A wave of new spam is appearing in my InBox. Apparently there's a new tactic for spammers, just as ineffective in getting us to read them, but now they have a new tactic in getting around keyword filters. Now, instead of getting subject-line ads for prescription-free Viagra or Paris Hilton videos, with one letter misspelled or punctuated, you get totally random words. I delete them all the same, but now I occasionally get a laugh out of them before I do so. Take this example subject line from today's Bulk Email:

"arsenic eating freeswimmer explore exhalable counterflight"

Last night we spent in, due to hail and ice, and watched another Studio Ghibli Anime classic, "My Neightbor Totoro." Like "Castle in the Sky," it's primarily aimed at children, but there are some mature themes and mass appeal in each of them. "Totoro" was a testament to the originality and talent that Miyazaki has in his head. His ability to craft dramatic elements and intersperse them with fanciful, cute-as-can-be creatures is fantastic.

Anyone who hasn't seen Miyazaki's work should rent "Spirited Away", which won the Oscar for Best Animated Film for 2002. It's a bit more gruesome and a little out-there at times, but still a brilliant film. Even better is "Princess Mononoke" which has recently been released with some top-name actors doing the english voices.

"Princess Mononoke" is a great fable about how early industrialization conflicted with the spirits of nature, and a battle that ensued between them. It's amazing to me how Japanese culture can present the importance of environmental consciousness in the medium of anime like this. Japanese kids see this movie and make a mental note not to disrespect nature, otherwise this huge Gaian Boogeyman will come and get them. THEY get the message, for the most part. The struggle between industrialized humans and the natural world is played out in all it's anime glory, with armies of nature spirits, heroes and conflicted protagonists doing battle on large and small scales.
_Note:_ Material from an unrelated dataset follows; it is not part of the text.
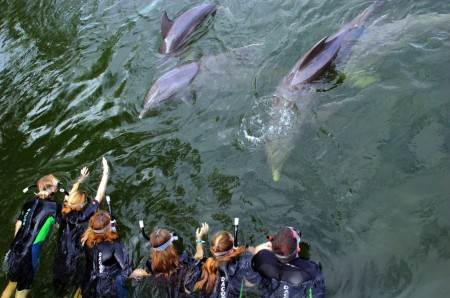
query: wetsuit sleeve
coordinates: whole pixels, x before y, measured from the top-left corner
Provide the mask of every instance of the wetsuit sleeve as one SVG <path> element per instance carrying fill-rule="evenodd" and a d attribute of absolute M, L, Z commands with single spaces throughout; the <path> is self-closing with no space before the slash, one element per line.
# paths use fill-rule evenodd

This is how Japanese kids learn to respect the environment. They have Miyazaki. What did American Kids get? "Captain Planet and the Planeteers." Thanks a lot for that! No, kids in America grew up more with the values of "G.I. Joe" and "Richie Rich", and grew up to think that they all deserved to be insanely wealthy, and that the country should kick the collective ass of any foe that dared oppose the flag. I will never forget Justin's favorite line from a G.I. Joe comic book: In order to stop a man who was about to burn the American flag, a grunt named RoadBlock warns, "Sir, please desist in your actions, or I will be obliged to reduce your head to a fine red mist."

So from American cartoons, American kids learned bravado, blind patriotism and that the world owed them everything. Japanese children, on the other hand, learned from Anime that it's all about harmony with your environment, and although there may be armies and huge battles, in the end it always comes down to your personal strength of character and beliefs. (This theme is widely used in Japanese anime and recently shown in the recent "Lord of the Rings" movies.) No wonder Japan has been quietly growing and eventually passing us as a world-class economic power.

This sounds more like the preface to a lengthy essay, but that's the "my two cents" version.